I think some of these doc blogs assume their readers are all their peers when some of us are actually potential patients. I find it intimidating (and disheartening) when doctors blog about how they negatively perceive their patients because of x or y, particularly when I have zero control over x and y.

M

oncRN said...

want me to curse for you? i happened upon your original comment on the other site and i had a definite swell of 'you go girl'. well said, as usual.
good to see you're back.

Anonymous said...

I, too, am a slave to the razor! I spent at least two hours every day tweezing to avoid shaving, but finally gave in. I tried laser, but am one of the unlucky women with a red tint to my blonde hair, so the laser won't affect it. No matter that we know there are millions of women just like us, it is still something that I am too embarassed about to let anyone know.

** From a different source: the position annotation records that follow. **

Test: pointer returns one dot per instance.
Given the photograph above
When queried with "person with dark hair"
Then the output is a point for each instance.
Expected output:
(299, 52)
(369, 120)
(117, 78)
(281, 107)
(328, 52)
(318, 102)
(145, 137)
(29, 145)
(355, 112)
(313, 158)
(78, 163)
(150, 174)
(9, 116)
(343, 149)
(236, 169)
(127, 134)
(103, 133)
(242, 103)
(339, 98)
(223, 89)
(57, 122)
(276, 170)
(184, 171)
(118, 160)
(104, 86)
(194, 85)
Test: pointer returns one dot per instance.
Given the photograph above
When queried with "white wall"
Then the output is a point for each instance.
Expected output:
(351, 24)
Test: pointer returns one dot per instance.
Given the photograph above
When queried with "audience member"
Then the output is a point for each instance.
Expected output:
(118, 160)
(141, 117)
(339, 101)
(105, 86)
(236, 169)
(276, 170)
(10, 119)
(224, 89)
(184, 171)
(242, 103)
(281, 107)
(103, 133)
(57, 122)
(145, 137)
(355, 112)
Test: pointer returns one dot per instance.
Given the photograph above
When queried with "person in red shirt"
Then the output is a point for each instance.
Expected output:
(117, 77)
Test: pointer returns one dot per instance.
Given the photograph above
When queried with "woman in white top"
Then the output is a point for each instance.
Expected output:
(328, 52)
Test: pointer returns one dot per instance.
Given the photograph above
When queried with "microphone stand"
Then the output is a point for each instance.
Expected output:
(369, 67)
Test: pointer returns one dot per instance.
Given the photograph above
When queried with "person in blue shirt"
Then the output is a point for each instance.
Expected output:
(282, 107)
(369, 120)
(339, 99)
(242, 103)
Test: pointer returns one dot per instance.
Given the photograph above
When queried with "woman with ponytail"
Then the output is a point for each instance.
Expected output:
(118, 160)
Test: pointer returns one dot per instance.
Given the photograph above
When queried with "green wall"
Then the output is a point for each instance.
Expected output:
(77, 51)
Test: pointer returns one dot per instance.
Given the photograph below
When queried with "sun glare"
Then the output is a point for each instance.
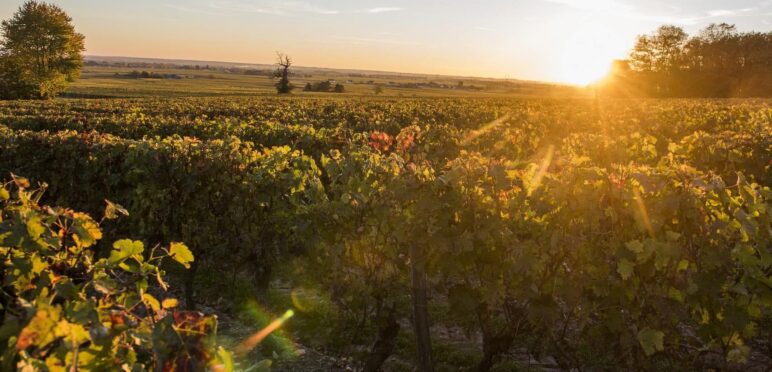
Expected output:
(585, 58)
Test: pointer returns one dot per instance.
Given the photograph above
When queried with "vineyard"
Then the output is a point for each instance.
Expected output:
(491, 233)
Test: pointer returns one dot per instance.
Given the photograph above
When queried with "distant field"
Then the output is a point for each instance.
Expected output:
(99, 82)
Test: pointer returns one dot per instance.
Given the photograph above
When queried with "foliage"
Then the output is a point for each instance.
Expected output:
(39, 53)
(629, 234)
(64, 307)
(283, 65)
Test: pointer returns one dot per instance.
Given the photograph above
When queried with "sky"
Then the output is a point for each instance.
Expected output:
(546, 40)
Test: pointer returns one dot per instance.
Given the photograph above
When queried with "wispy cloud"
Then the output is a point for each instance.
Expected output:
(288, 8)
(711, 15)
(595, 5)
(380, 9)
(619, 8)
(272, 7)
(375, 41)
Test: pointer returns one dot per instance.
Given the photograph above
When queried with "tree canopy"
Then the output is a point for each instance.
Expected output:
(718, 62)
(40, 52)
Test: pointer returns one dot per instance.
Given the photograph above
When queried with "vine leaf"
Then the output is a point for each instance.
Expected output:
(625, 268)
(181, 254)
(124, 249)
(651, 340)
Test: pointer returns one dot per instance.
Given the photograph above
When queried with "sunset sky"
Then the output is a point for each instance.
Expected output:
(551, 40)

My worst nightmare?...something happening to me that puts me in the hospital for more than 24 hours, and I am not able to shave!
Thank you for posting this blog and reassuring me that I am not alone.

Unknown said...

I am 19 years old and have had facial hair since i was 12...
I am engaged and have not yet told him... i lie to him about being afraid of having someone else in the shower with me...
I have tried waxing and i am not able to do it because i am allergic to wax and im not able to have laser because of my skin type...

Please help???

Surgeon In My Dreams said...

Jeanine,

I can only tell you what I would do, or have done, in my situations.

My husband who I met 10 years ago, I was so afraid of the first time he would touch my face, beucase I knew he would feel it, so I wrote him a letter explaining hirsutism to him and told him I suffered from it. That put the ball in his court.

He either cared for me for who I was or he would be a shallow person who would let something like that stand between us in which case I didn't need him in my life to begin with.

Someone who will be bothered by something like that, that I couldn't help, would be willing to be ugly about other things too and I had already been through that with husband number 1.

I still have never shaved my face in front of another human being, and probably never will. He knows what I am doing in the mornings when the bathroom door is closed, and thats fine. I have however asked him if I ever wind up unable to do it for myself because of illness or accident or something, to please take care of it for me. Of course he lovingly agreed.

I guess what I fel is it boils down to I wouldn't want a man in my life who would think differently of me because of something I cannot help.

You're welcome to email if you like...
just for fun today at gmail dot com

Just squish all that together with no spaces and email away if you'd like to talk further.